仕切りなおすように溜息をついて、圭司は言う。
「お前、ちゃんと、考えたか?」
「考えてるよ。仕事はしないといけない。そうしないと生きていけないから。だけどさ」
「もういい黙れ」
「酷い」
「煩い。どうせ生きる事に何の意味があるのか、とかそういう青臭い台詞が来るんだろうが、馬鹿」
「……うん。さすが、世界で一番正しい男、嶋岡圭司」
「そんな下らない仇名をつけるんじゃねえ。殴るぞ」
もういいお前は考えるな――と言って啓司は僕の腕を引っ張った。引き上げられるままに、立ち上がる。
「圭司?」
引っ張られた。靴も適当につっかけて、外に出される。
「お前が、何も考えられねえようにしてやる」
はっきりとそう言った圭司に、僕は笑いかけた。
「……それ、僕が女性だったら気をつけとく台詞だな」
「うげ。自覚したら気色悪くなった……気持ち悪い事言わせやがって……女にも言った事ねえぞ……」
圭司が何を考えているのかもわからないまま、僕はのんびりと空を見て、ひきづられるままに歩いていく。太陽の光は眩しく、何だかこのままだと失明でもしそうで恐ろしい、と思いながらも目が離せない。

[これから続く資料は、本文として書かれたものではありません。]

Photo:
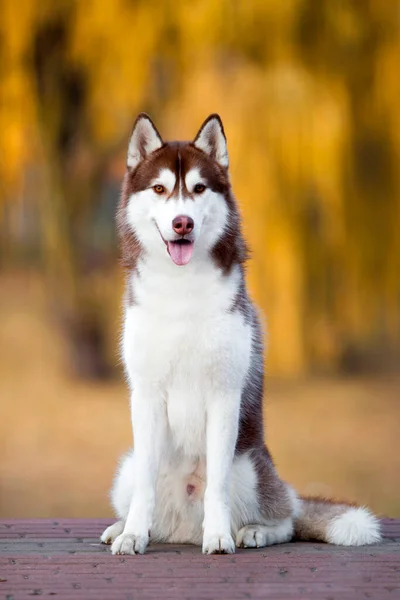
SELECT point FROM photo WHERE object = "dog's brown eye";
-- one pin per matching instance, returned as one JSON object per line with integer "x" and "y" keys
{"x": 159, "y": 189}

黙ったままの圭司に話しかける気も起きず、そのまま足のみを動かしていく。
そのままどれぐらい時間がたったのだろうか、突然、引いていた手の力が止まり、よろけた。
「おい。俺だ五十鈴」
「おや。嶋岡君。何だか久しぶりですね。半年ぶりですか?」
「お前時間でカウントするな。四日ぶりだ」
「そうでしたか。やれやれ」
圭司と話す、低い、飄々とした声に意識を取り戻す。そこは何処か見覚えのある広場の噴水の前――声を上げたのは、そこに座る、何とも言えない身なりの人間だった。
髪はぼさぼさに伸びており、顔がほとんど隠れている。口元にはどうやら笑みが浮んでいるようだ。服装も同じくぼろぼろで汚れきっており、元の色の判別がつかない。地べたに直接座っていて、まあ、要するに、いかにもと言った風情の、ホームレスの方のようだった。
「頼みがある」
「嶋岡君が私に頼み事とは珍しい。何です?」
「この馬鹿を、しばらく預かれ」
「え?」
「ちょっと待てよ」と言いかけて、手で制された。「何か文句があるのか」と睨みつけられる。どういう事なのか見当もつかない。預かるとは。そもそもこの人は誰だ。
「私はこういう者です」
疑問に答えるように、華奢な腕が伸ばされた。か細い指に挟まれたのは不釣合いに白い紙、受け取ってみるとそれは名刺である。林五十鈴、と名前があり、後は職業も肩書も何もなく、ただ住所のみ『実河公園噴水前』と記されている。
「はやしいすず。そう読みます。中々可愛い名前でしょう」
「あ、はあ」
「これは秋月蓮」
困惑する僕を尻目に、圭司は僕を簡潔に紹介する。
「最近恋人が自殺しかけて今昏睡状態だ」
そしてまた、状況を簡潔に説明する。いってしまえばそれだけの事、わかっているのに、また――
「そうですか。まあ、汚い所ですが、ゆっくりしてください、蓮君」
それ以前に屋外なのだが、そして失礼ながら確実に汚くしているのは林さんなのだが、別に気にする風もなく、彼はにっと笑った。
「私も嶋岡君には頼みがあるのです。今はまだ帰ってませんから後で話しましょう」
「わかった。おい、蓮、いいな?」
何がだよ、と言おうとして止める。今回の事は全て圭司の裁量だ。
ならば、間違っているはずも無い。